As far as protestant acceptance of divorce, it just depends what you want to believe. I’ve read books that condem it for any reason, allow it only for adultury, and so on. That’s one of the reasons I became Catholic…I didn’t know who’s interpretation was the right one, yet everyone of them claimed to be biblical. The bottom line is that no sin is too great to be forgiven. If God forgives someone for a failed marriage, then it seemed sensible that I should too.
I know I’ll need to find a Priest to discuss this matter with in more detail. But in the mean time;
My wife was married and committed adultery, but then she repented and tried hard to make her marriage work. Eventually, she was forced to get a divorce. She has suffered from her past sin, and has come to forgive herself and accept God’s forgiveness for her failed marriage. (that’s how protestants handle sin)
I met her a few years after her divorce. As a protestant I had no real problem with her divorce. It was a past sin that had been resolved and I felt that it would be wrong to hold her past against her. Neither of us was making a decision against our conscience.
After I became Catholic, I started to look at the sacrament of marriage more closely and started to wonder how my marriage fits into all this.

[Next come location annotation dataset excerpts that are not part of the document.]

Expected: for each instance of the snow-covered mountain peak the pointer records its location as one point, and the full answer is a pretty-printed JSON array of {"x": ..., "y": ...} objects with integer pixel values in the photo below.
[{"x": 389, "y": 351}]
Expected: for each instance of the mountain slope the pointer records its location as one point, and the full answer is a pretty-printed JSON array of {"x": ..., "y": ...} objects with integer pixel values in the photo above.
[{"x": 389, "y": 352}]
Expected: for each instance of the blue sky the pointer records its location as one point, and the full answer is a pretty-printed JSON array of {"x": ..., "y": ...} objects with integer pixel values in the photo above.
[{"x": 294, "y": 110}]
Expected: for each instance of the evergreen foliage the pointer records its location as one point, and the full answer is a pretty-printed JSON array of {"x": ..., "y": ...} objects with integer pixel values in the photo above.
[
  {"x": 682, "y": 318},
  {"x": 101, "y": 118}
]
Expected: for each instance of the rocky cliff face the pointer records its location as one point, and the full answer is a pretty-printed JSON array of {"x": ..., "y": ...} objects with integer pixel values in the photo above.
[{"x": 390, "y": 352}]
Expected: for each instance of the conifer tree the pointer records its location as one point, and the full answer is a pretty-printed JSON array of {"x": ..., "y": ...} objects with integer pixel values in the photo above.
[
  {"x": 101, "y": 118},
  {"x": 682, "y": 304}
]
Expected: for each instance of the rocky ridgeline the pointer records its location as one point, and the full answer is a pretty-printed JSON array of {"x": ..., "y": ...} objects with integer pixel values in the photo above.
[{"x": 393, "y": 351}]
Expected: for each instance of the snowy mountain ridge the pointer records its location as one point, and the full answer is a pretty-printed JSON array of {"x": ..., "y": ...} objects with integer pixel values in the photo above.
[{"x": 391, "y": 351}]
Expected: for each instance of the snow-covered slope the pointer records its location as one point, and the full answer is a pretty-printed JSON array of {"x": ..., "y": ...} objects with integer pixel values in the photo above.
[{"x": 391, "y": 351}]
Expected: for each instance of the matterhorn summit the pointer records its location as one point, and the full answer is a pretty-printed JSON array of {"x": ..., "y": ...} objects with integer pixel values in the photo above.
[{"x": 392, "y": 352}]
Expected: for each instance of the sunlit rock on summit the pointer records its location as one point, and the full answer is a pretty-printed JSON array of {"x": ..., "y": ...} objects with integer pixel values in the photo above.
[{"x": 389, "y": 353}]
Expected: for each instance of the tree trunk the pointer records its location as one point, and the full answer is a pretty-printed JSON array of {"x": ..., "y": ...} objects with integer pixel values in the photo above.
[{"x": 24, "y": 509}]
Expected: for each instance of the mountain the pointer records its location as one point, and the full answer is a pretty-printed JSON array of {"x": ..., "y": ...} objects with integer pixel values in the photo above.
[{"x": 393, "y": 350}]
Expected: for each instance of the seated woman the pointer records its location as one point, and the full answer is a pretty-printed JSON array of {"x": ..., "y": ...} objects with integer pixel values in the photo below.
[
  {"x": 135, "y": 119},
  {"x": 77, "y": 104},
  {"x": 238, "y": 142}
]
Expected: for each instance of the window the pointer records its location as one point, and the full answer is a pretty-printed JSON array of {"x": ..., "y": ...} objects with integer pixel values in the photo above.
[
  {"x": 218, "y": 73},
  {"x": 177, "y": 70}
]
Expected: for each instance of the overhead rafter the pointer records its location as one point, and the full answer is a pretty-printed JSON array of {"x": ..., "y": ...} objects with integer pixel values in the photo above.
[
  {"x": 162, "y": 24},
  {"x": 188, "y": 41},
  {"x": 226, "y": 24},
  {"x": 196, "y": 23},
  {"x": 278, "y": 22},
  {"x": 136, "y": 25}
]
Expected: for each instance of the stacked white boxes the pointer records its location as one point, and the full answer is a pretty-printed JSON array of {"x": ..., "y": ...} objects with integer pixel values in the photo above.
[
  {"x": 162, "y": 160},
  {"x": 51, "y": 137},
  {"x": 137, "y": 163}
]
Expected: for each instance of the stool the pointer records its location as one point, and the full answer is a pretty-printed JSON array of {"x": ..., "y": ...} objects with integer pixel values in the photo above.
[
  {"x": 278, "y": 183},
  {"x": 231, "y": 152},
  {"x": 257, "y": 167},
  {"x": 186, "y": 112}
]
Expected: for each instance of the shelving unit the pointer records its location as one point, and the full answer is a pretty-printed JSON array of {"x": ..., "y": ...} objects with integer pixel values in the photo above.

I agree about a comment that the Priest should have been more concerned about it, but I got the impression that I didn’t need to worry about her past marriage. The fact is, even Priests make mistakes and sometimes teach us incorrectly about the Church’s teaching. It seems like there’s a lot of cleanup to do before I can clear the slate in my life and feel that I’m truly living free of sin. Most people can just go to confession and start from scratch. I feel as if my life is stained until my wife and I have a valid marriage. But what if I find out that our marriage is invalid and can’t be rectified because of something she did in her past? Is it possible that the only way I can truly live holy would be to tell my wife we can no longer sleep together because of her previous marriage? I suspect she would not understand.
Sorry to express so much here. But it helps to get my thoughts out to people who can pray and share their thoughts. Thank you.